1. Patchew
  2. QEMU
  3. [PATCH 0/5] python: add QAPI and qapidoc et al to python linter tests
  4. View patch

[PATCH 3/5] python: update missing dependencies from minreqs

John Snow posted 5 patches 1 week, 3 days ago
[PATCH 3/5] python: update missing dependencies from minreqs
Posted by John Snow 1 week, 3 days ago 
A few transitive dependencies were left floating; as a result, pip's
dependency solver can pull in newer dependencies, which we don't
want. Pin them down.

Signed-off-by: John Snow <jsnow@redhat.com>
---
 python/tests/minreqs.txt | 4 ++++
 1 file changed, 4 insertions(+)

diff --git a/python/tests/minreqs.txt b/python/tests/minreqs.txt
index a3f423efd84..19c0f5e4c50 100644
--- a/python/tests/minreqs.txt
+++ b/python/tests/minreqs.txt
@@ -38,10 +38,14 @@ pyflakes==2.5.0
 
 # Transitive mypy dependencies
 mypy-extensions==1.0.0
+tomli==1.1.0
 typing-extensions==4.7.1
 
 # Transitive pylint dependencies
 astroid==2.15.4
+dill==0.2
 lazy-object-proxy==1.4.0
+platformdirs==2.2.0
 toml==0.10.0
+tomlkit==0.10.1
 wrapt==1.14.0
-- 
2.48.1
Re: [PATCH 3/5] python: update missing dependencies from minreqs
Posted by Markus Armbruster 6 days, 2 hours ago 
John Snow <jsnow@redhat.com> writes:

> A few transitive dependencies were left floating; as a result, pip's
> dependency solver can pull in newer dependencies, which we don't
> want.

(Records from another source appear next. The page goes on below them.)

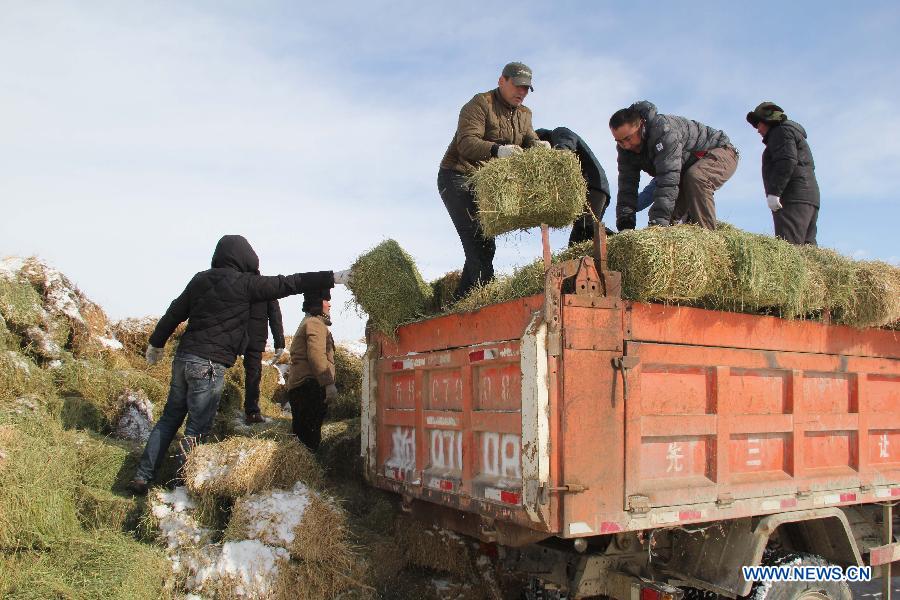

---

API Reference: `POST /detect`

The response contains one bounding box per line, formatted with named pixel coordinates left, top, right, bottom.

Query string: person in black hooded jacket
left=131, top=235, right=350, bottom=494
left=747, top=102, right=819, bottom=246
left=535, top=127, right=610, bottom=246
left=244, top=290, right=284, bottom=425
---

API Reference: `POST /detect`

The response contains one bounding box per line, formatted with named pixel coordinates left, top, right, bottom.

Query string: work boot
left=128, top=477, right=150, bottom=496
left=244, top=413, right=266, bottom=425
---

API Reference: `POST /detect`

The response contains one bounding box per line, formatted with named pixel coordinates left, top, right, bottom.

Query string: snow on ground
left=229, top=481, right=311, bottom=548
left=151, top=487, right=212, bottom=552
left=116, top=390, right=153, bottom=442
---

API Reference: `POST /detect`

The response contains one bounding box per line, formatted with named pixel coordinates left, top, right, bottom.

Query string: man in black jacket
left=244, top=292, right=284, bottom=425
left=131, top=235, right=349, bottom=493
left=747, top=102, right=819, bottom=246
left=535, top=127, right=610, bottom=246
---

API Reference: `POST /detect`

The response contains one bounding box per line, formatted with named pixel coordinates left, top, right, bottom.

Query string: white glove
left=325, top=383, right=337, bottom=402
left=144, top=344, right=163, bottom=365
left=497, top=144, right=523, bottom=158
left=334, top=269, right=353, bottom=285
left=269, top=348, right=284, bottom=365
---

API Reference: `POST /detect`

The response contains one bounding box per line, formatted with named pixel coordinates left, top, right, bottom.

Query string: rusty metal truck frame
left=362, top=228, right=900, bottom=598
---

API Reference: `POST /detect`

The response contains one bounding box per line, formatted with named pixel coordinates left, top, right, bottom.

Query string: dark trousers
left=288, top=379, right=328, bottom=451
left=438, top=169, right=497, bottom=298
left=244, top=350, right=262, bottom=415
left=569, top=188, right=609, bottom=246
left=772, top=202, right=819, bottom=246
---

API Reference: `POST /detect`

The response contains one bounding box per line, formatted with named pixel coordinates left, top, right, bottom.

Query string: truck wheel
left=747, top=550, right=853, bottom=600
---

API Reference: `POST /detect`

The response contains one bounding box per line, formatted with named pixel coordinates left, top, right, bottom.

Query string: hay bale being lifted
left=348, top=240, right=431, bottom=337
left=608, top=225, right=732, bottom=303
left=470, top=147, right=587, bottom=237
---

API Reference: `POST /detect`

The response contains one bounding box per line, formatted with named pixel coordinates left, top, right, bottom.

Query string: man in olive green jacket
left=287, top=289, right=338, bottom=450
left=438, top=62, right=550, bottom=298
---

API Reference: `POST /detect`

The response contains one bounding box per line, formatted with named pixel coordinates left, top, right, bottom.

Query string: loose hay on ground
left=185, top=437, right=323, bottom=498
left=395, top=516, right=472, bottom=577
left=225, top=483, right=355, bottom=574
left=0, top=532, right=171, bottom=600
left=469, top=147, right=587, bottom=237
left=348, top=240, right=431, bottom=336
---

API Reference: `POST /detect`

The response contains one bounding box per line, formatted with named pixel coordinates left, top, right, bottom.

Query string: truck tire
left=747, top=549, right=853, bottom=600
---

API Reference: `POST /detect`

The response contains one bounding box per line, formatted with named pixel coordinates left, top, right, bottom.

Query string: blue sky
left=0, top=0, right=900, bottom=339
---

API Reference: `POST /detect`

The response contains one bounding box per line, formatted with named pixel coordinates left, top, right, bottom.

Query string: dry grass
left=185, top=437, right=323, bottom=498
left=395, top=517, right=472, bottom=577
left=348, top=240, right=431, bottom=336
left=470, top=147, right=587, bottom=237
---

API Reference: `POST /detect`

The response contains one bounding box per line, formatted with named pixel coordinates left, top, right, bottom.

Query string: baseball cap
left=502, top=62, right=534, bottom=92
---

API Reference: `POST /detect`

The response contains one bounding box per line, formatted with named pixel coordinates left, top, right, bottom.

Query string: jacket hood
left=212, top=235, right=259, bottom=273
left=631, top=100, right=656, bottom=122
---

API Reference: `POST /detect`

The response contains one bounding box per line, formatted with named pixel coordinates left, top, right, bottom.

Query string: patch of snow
left=230, top=481, right=312, bottom=548
left=150, top=487, right=211, bottom=552
left=184, top=540, right=290, bottom=598
left=97, top=336, right=125, bottom=350
left=116, top=390, right=153, bottom=442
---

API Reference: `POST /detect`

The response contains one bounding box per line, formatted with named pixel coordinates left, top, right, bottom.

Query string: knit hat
left=303, top=288, right=331, bottom=315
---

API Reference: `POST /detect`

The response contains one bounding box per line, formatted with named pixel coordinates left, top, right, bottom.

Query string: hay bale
left=184, top=437, right=323, bottom=498
left=608, top=225, right=731, bottom=303
left=469, top=147, right=587, bottom=237
left=318, top=416, right=362, bottom=475
left=0, top=350, right=55, bottom=402
left=348, top=240, right=431, bottom=336
left=0, top=531, right=169, bottom=600
left=714, top=224, right=822, bottom=318
left=428, top=271, right=462, bottom=314
left=394, top=516, right=472, bottom=577
left=225, top=482, right=354, bottom=573
left=54, top=359, right=168, bottom=431
left=836, top=260, right=900, bottom=327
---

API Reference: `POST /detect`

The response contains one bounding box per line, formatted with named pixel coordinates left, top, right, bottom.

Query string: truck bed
left=362, top=259, right=900, bottom=545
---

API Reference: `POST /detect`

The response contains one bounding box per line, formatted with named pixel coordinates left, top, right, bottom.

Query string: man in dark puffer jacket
left=747, top=102, right=819, bottom=246
left=131, top=235, right=349, bottom=493
left=609, top=100, right=738, bottom=231
left=244, top=292, right=284, bottom=425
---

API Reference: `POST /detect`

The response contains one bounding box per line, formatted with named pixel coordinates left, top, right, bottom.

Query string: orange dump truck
left=362, top=243, right=900, bottom=600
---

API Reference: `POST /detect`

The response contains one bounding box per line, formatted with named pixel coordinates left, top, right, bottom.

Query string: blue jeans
left=135, top=353, right=225, bottom=481
left=637, top=177, right=656, bottom=212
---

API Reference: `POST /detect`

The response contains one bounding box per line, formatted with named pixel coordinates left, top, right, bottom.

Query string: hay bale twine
left=469, top=146, right=587, bottom=237
left=348, top=240, right=431, bottom=337
left=184, top=437, right=324, bottom=498
left=608, top=225, right=732, bottom=303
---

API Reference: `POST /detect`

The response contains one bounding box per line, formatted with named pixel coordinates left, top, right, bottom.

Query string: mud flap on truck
left=521, top=313, right=550, bottom=523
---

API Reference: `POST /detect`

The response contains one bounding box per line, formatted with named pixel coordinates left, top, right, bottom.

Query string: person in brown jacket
left=287, top=289, right=338, bottom=451
left=438, top=62, right=550, bottom=298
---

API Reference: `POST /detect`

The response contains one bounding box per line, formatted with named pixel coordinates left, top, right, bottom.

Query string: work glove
left=325, top=383, right=337, bottom=402
left=334, top=269, right=353, bottom=285
left=144, top=344, right=163, bottom=365
left=497, top=144, right=523, bottom=158
left=269, top=348, right=284, bottom=365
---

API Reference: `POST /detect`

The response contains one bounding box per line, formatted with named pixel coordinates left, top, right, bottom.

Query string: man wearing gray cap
left=438, top=62, right=550, bottom=298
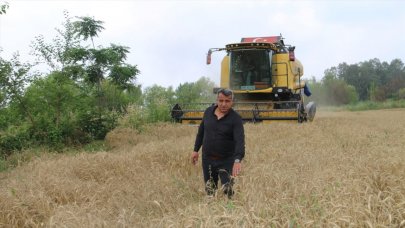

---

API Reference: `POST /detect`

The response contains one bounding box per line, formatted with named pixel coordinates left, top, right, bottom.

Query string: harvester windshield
left=229, top=49, right=273, bottom=90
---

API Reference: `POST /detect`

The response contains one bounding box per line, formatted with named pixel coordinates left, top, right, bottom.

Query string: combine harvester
left=171, top=35, right=316, bottom=124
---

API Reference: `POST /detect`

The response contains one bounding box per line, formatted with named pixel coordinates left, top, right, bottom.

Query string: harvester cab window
left=230, top=50, right=273, bottom=90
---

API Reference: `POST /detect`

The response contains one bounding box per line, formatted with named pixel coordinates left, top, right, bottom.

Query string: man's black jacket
left=194, top=105, right=245, bottom=160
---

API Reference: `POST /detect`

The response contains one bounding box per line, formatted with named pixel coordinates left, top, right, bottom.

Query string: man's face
left=217, top=93, right=233, bottom=114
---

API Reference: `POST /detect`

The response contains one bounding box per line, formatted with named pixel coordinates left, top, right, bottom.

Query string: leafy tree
left=0, top=12, right=141, bottom=155
left=0, top=54, right=35, bottom=125
left=73, top=17, right=104, bottom=48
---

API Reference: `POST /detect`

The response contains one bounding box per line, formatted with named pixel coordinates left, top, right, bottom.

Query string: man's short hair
left=217, top=89, right=233, bottom=100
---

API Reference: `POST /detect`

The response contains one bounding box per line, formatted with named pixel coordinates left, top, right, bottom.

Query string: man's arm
left=233, top=116, right=245, bottom=161
left=191, top=120, right=204, bottom=165
left=232, top=116, right=245, bottom=177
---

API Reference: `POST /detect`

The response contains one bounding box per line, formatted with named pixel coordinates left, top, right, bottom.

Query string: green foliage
left=0, top=12, right=142, bottom=156
left=144, top=85, right=175, bottom=123
left=0, top=126, right=29, bottom=158
left=325, top=58, right=405, bottom=101
left=73, top=17, right=104, bottom=47
left=344, top=99, right=405, bottom=111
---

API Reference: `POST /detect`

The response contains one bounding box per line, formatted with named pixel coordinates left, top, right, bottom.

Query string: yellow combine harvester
left=171, top=36, right=316, bottom=124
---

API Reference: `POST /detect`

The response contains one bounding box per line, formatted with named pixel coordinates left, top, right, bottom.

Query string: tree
left=0, top=12, right=141, bottom=154
left=73, top=17, right=104, bottom=48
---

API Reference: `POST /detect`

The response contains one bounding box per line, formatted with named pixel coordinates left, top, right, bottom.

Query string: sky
left=0, top=0, right=405, bottom=88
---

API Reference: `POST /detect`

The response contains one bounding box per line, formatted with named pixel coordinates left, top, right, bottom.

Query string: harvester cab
left=171, top=36, right=316, bottom=124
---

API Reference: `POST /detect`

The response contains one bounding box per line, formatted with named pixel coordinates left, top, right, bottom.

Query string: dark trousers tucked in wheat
left=202, top=157, right=234, bottom=198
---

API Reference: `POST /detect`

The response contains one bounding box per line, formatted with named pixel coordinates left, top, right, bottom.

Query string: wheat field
left=0, top=109, right=405, bottom=227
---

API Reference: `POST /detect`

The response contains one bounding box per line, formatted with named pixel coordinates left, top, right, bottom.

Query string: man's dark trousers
left=202, top=156, right=235, bottom=197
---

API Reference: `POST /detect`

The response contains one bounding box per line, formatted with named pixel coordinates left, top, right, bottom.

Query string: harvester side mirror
left=207, top=49, right=212, bottom=65
left=288, top=47, right=295, bottom=61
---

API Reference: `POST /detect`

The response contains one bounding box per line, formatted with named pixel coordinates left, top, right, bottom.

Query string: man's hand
left=191, top=151, right=198, bottom=165
left=232, top=162, right=242, bottom=177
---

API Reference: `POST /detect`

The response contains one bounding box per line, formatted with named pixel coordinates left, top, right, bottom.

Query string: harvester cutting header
left=171, top=36, right=316, bottom=124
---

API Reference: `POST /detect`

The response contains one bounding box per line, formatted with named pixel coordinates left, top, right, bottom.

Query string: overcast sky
left=0, top=0, right=405, bottom=88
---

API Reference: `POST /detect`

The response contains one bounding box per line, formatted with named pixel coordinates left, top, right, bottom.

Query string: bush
left=0, top=127, right=29, bottom=158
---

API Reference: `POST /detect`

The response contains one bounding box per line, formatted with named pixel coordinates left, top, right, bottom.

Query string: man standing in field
left=191, top=89, right=245, bottom=198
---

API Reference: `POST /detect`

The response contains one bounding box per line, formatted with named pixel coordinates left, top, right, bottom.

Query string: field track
left=0, top=109, right=405, bottom=227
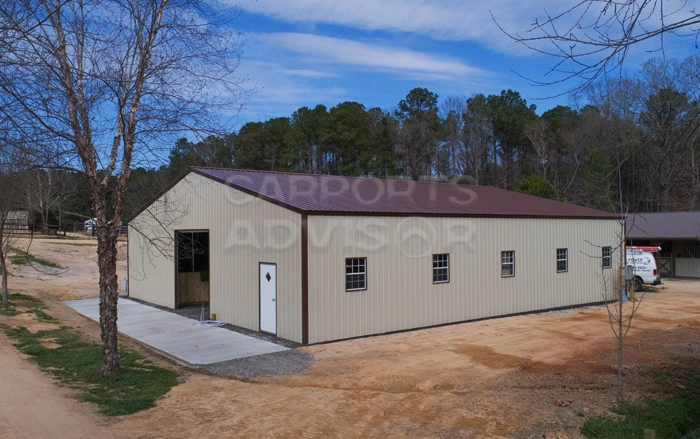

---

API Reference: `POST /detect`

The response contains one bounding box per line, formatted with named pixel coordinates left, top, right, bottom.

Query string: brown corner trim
left=301, top=214, right=309, bottom=344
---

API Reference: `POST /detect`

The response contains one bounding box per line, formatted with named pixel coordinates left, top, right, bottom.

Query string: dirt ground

Pin them down.
>
> Signed-off-by: John Snow <jsnow@redhat.com>

What problem exactly does this fix?  Make target check-minreqs?

> ---
>  python/tests/minreqs.txt | 4 ++++
>  1 file changed, 4 insertions(+)
>
> diff --git a/python/tests/minreqs.txt b/python/tests/minreqs.txt
> index a3f423efd84..19c0f5e4c50 100644
> --- a/python/tests/minreqs.txt
> +++ b/python/tests/minreqs.txt
> @@ -38,10 +38,14 @@ pyflakes==2.5.0
>  
>  # Transitive mypy dependencies
>  mypy-extensions==1.0.0
> +tomli==1.1.0
>  typing-extensions==4.7.1
>  
>  # Transitive pylint dependencies
>  astroid==2.15.4
> +dill==0.2
>  lazy-object-proxy==1.4.0
> +platformdirs==2.2.0
>  toml==0.10.0
> +tomlkit==0.10.1
>  wrapt==1.14.0
Re: [PATCH 3/5] python: update missing dependencies from minreqs
Posted by John Snow 5 days, 12 hours ago 
On Wed, Mar 26, 2025 at 2:08 AM Markus Armbruster <armbru@redhat.com> wrote:

> John Snow <jsnow@redhat.com> writes:
>
> > A few transitive dependencies were left floating; as a result, pip's
> > dependency solver can pull in newer dependencies, which we don't
> > want. Pin them down.
> >
> > Signed-off-by: John Snow <jsnow@redhat.com>
>
> What problem exactly does this fix?  Make target check-minreqs?
>

I'm not sure it's a "problem" as such, but an inconsistency. Yes, it's with
check-minreqs -- without this patch, pip is free to choose newer versions
of these dependencies as appropriate. Though unlikely at this point, in
theory, new dependency updates could be selected by pip and invalidate the
concept of an entirely fixed/pinned virtual environment.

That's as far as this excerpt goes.